‘Foxcatcher’ Continues True Crime Trend

Netflix’s new documentary Team Foxcatcher continues the red-hot true crime genre

Sports movies tend to carry a triumphant theme and tone. They are usually underdog tales meant to inspire or uplift, but Netflix’s Team Foxcatcher is not your typical spirited documentary. While men dream of glory and overcoming the odds in the game of American Olympic wrestling, this doc shifts its focus to an unstable subject, millionaire John du Pont.

Just two years ago, Bennett Miller re-introduced the world to du Pont and his murder of Olympic wrestler and Coach Dave Schultz. The film is dark and brooding, and Steve Carell earned an Academy Award nomination for his disquieting portrayal of John du Pont. While Bennett’s Foxcatcher paints the infamous man as mysterious and creepy, Team Foxcatcher puts us face to face with the man himself.

There is a sense of dread that surrounds Miller’s feature, but the Netflix documentary introduces us to the other teammates that made up the rest of the wrestling team. Through interviews with other athletes and Schultz’s wife Nancy (the emotional center of the documentary), we see the Foxcatcher compound through different eyes. When the athletes arrive there is a sense that it’s almost too good to be true—a lavish recreational space that almost guaranteed gold medal victory over the Soviet Union.

It doesn’t take long for Team Foxcatcher to delve into du Pont’s paranoia, and as it grows the more alarming it is. He thinks there are tunnels in and out of the vast estate and that his father built mechanical trees on the property. It’s not long before the athletes are being threatened at gunpoint, and he even fires African American members of the team because he suddenly is freaked out by anything that’s the color black.

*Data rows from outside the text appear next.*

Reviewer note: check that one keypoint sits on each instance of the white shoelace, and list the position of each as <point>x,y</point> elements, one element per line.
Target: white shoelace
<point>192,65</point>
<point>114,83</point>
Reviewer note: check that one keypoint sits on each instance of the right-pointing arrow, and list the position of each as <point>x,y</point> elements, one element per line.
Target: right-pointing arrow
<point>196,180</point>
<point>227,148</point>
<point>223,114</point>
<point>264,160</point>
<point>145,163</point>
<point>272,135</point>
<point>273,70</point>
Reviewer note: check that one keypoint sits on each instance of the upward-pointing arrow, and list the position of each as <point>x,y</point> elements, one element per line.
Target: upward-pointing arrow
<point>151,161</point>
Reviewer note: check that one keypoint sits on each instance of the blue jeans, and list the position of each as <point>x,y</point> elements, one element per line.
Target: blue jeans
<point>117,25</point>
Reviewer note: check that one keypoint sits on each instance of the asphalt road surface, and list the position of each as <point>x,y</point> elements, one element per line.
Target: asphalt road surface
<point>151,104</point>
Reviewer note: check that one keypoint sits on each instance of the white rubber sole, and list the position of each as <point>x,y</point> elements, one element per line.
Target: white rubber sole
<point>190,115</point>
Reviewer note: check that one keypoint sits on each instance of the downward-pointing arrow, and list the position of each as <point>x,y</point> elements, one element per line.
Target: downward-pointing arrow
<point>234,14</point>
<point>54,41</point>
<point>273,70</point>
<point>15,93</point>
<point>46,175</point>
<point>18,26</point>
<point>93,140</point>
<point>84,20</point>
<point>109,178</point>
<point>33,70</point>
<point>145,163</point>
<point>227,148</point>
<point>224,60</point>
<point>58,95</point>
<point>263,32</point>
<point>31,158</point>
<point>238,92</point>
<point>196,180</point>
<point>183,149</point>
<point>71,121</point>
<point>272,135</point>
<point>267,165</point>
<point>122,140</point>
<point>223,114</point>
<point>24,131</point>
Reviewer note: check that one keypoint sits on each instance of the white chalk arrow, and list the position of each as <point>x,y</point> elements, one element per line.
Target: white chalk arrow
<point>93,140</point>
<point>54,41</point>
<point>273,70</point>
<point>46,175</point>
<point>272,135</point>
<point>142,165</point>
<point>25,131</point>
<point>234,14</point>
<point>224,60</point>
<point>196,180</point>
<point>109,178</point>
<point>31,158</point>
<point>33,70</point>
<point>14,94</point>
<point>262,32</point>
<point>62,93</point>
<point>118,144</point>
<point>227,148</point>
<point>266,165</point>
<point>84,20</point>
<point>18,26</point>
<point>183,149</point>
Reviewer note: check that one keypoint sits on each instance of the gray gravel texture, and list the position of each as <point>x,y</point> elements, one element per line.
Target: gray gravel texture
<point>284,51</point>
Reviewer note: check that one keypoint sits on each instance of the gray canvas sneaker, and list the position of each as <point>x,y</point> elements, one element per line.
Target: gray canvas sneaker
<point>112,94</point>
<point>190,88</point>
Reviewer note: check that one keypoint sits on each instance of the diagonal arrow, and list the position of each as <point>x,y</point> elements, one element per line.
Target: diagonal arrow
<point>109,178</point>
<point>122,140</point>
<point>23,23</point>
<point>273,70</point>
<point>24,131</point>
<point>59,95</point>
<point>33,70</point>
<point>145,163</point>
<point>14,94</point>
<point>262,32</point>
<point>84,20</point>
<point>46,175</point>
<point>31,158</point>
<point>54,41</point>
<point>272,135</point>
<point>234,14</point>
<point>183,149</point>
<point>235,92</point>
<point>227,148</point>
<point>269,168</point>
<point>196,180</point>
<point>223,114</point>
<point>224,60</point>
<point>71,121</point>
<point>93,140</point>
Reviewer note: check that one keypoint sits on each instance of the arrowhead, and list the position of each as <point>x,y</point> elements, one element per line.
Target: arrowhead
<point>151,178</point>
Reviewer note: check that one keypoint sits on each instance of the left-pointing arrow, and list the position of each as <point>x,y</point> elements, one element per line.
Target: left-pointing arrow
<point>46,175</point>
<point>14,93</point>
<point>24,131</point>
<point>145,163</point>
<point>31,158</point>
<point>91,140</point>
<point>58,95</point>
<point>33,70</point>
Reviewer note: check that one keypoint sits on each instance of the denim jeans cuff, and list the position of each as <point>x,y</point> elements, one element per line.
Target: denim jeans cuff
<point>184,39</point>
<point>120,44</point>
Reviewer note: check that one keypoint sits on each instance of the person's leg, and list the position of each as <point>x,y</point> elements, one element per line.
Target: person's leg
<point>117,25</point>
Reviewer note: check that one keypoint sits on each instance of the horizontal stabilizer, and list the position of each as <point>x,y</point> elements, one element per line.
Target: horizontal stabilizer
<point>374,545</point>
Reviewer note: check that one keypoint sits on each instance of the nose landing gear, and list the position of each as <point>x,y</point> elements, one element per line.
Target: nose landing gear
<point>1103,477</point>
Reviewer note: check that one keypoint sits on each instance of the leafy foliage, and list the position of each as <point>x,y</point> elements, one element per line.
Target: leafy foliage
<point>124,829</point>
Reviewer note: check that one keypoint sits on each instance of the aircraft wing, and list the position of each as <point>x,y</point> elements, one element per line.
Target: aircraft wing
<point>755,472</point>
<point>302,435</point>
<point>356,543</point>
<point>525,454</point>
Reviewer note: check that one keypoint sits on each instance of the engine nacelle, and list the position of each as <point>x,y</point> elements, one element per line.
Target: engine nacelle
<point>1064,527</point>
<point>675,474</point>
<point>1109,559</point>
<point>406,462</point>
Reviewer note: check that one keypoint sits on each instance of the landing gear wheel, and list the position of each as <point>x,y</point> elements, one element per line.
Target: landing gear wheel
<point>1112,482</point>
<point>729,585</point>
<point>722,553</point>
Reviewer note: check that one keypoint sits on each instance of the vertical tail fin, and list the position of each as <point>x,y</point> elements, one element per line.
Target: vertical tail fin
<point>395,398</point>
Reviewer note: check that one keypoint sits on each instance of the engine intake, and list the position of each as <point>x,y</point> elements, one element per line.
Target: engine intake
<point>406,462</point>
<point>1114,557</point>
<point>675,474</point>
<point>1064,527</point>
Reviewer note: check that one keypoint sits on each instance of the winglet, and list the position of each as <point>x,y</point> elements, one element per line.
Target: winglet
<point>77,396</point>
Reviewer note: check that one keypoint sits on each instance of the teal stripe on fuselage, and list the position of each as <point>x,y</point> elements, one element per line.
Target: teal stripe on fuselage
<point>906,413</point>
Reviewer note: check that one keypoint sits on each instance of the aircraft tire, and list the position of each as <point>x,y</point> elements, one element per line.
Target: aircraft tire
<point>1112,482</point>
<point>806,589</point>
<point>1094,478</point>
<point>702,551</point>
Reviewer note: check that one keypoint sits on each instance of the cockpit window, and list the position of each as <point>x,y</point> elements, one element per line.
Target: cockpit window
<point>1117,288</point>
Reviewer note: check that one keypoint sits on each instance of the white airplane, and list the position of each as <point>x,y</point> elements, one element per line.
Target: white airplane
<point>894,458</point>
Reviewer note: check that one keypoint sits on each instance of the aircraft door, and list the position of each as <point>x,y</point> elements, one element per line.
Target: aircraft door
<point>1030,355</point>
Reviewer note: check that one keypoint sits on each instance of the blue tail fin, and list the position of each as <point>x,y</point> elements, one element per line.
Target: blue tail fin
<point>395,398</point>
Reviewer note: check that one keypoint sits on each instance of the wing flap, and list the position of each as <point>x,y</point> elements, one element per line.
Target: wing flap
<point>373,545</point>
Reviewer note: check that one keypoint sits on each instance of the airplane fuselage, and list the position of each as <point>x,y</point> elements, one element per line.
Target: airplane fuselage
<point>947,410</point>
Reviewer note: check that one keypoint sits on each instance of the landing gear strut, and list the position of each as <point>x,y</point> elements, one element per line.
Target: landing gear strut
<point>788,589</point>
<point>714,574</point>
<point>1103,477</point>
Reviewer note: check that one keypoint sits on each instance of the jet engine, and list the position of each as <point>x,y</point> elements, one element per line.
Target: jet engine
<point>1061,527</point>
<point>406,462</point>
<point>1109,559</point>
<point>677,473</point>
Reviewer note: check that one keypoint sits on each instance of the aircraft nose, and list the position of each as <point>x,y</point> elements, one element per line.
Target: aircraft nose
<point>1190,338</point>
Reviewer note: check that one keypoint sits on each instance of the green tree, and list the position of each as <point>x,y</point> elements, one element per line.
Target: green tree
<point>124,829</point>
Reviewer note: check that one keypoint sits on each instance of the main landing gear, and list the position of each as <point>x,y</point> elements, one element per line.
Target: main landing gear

Part of what makes Team Foxcatcher so disturbing is how it’s shot. Using almost all interviews and archival footage, we get to see the actual Foxcatcher compound and how John du Pont interacted with his athletes. We see the childish glint in his eye and how he carries himself. It’s as if what we’re watching is from a box of home movies that should never have been opened. The doc shows how fierce of a competitor Dave was in the ring. He comes across as a loving father and very much admired by his fellow athletes, and one of the saddest moments comes to the end when his children talk about how du Pont robbed them of knowing their dad. John du Pont looms over almost everything. In certain shots he reminded me of a more childish Robert Durst.

The major complaint I have about the new documentary is that Mark Schultz is nowhere to be found. The main focus is du Pont’s relationship with his wrestlers and his descent into madness, and we begin and end the documentary with explanations of Dave’s murder. Mark, a wrestler who penned his own book after his brother’s murder, isn’t even mentioned in any of the footage. Doesn’t that seem strange to anyone else?

Re-visiting true crime is pretty hot right now in television. The People vs. OJ Simpson set the bar very high and Making a Murderer definitely whipped everyone into a frenzy. Team Foxcatcher is another small reminder that fact can indeed be more terrifying than fiction.